Author: Michael Holden

As a think tank dedicated to improving the long-term prosperity of western Canada, the Canada West Foundation is paying close attention to the signals being sent by the region’s provincial governments and the federal government in their 2013/14 budgets.

On April 11, the Foundation laid out four areas we hoped to see in Manitoba’s budget in our budget preview.
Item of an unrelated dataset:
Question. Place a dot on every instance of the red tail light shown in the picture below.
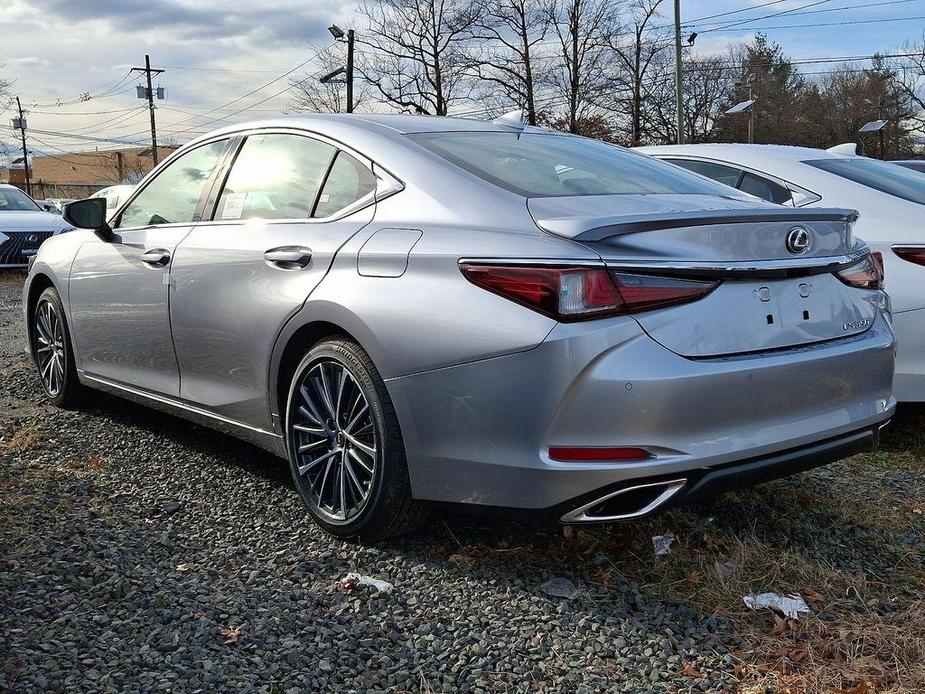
(866, 274)
(589, 455)
(911, 253)
(582, 293)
The 2013/14 Budget Analysis assesses the degree to which progress is being made in these areas and presents five key findings:

  • This budget reflects an effort to reduce the deficit while maintaining priority spending. However, it does not advance a strategic long-term vision needed for Manitoba to secure a prosperous future.
  • Measures to increase education, skills and workforce participation could be meaningful if pursued aggressively and if protracted federal-provincial negotiations on skills training programs can be avoided.
  • Despite tax increases, the province will remain in the red. As a result, the government will have to work hard to find ways to support strategic economic initiatives in the coming year.
  • The budget produced mixed results on business tax competitiveness. Increasing the small business tax threshold is a positive step, but raising capital taxes on financial institutions is not.
  • The government highlighted the need to find opportunities to reduce the cost of government and increase efficiency. Steps to review existing funding and streamline internal operations to lower costs are critical to achieve that goal.